How WeWork's implosion applies to media, metrics and spinning yarns
You might have heard a little bit about WeWork, the global coworking startup that made news in August when it filed its S-1 IPO paperwork. With significant questions raised about the business model, and assertions of CEO mismanagement, the $47bn unicorn now faces the prospect of bankruptcy.
Regular listeners of NYU Professor Scott Galloway’s podcast Pivot might have heard him dryly deconstruct their business fundamentals (a few times actually) but Recode’s post mortem is probably the most comprehensive overview of the most spectacular corporate woopsie since Fyre Festival.
Key points:
- WeWork offers shared workspaces for small business and entrepreneurs across 280 locations across the globe.
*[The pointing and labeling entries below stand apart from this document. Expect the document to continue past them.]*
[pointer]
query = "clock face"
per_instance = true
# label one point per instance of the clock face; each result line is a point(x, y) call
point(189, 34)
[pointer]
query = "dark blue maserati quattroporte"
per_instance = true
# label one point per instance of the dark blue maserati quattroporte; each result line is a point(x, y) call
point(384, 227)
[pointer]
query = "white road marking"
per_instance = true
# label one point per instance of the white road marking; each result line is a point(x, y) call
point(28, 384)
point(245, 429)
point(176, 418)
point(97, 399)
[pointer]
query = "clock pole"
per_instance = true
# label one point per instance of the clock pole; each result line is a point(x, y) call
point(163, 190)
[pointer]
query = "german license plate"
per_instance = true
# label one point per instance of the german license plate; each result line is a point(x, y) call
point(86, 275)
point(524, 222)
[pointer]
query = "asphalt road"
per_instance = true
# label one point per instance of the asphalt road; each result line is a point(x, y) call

Its stated valuation in January was US$47bn.
- Its prospectus issued prior to its IPO drew immediate criticism, and within a few weeks its charismatic CEO Adam Neumann resigned, accused of self-interested and erratic behaviour. His $1.7bn golden handshake hasn’t endeared him to many in the media or politics.
- Principal investor Softbank, which runs a $100bn technology investment fund, has been criticised for entrusting WeWork with close to $10bn in investment, given what they must have known about its business fundamentals. Questions have been asked about the degree to which SoftBank CEO Masayoshi Son was lured by the charm of the entrepreneur.
- Under new leadership, WeWork has withdrawn its IPO and started to restructure the business to improve its fundamentals, including potentially laying off up to a third of its workforce.
WeWork's spectacular rise and fall raises obvious questions about supposed technology company valuations and the cult of entrepreneurs. But if you take a broad view, we’re presented with three interesting parallels to the media industry today.
Measuring what matters
Galloway highlighted WeWork’s use of confected business metrics including ‘Community-based EBITDA’, or ‘profitability, before the BITDA’. Rather than standard financial reporting. I was reminded of any number of media metrics that give the illusion of progress. Ultimately, we need to be brought back to measuring what matters. This is especially the case for digital media, where the measurement challenge lies in picking the right notes. Whilst input media metrics like CPM, or attribution proxies like last touch might be helpful for optimising, the focus is often far removed from measuring what actually made a difference against the campaign objectives.
All that glitters
Australians could hardly be accused of too little cynicism, but I’ve observed how often media decisions sometimes resolve back to how a decision-maker ‘felt’ about an opportunity. Evidence based thinking might seem dull sometimes, but I’ve been struck by how much we focus on the ‘story’, when we could be focused on the ‘proof’. In the case of WeWork, it seems as though the narrative is what charmed investors rather than the reality. Reflecting on the last time you saw some really compelling evidence on which to base a decision should hopefully be illustrative.
Trading short for long
Much was made of the precarious position of WeWork’s cost base, with multi-year real estate contracts that needed to be funded by a very short-term revenue model. Much has and will continue to be made of brands and marketers’ short and long-term objectives; brand vs performance, Binet and Field. Avoiding the obvious conclusion, that WeWork should simply have focused on short-term profitability, I think a more enduring lesson is that in all areas of business we need to take a balanced view, one free of bias and the lure of a good story, but based soundly on the evidence in front of us.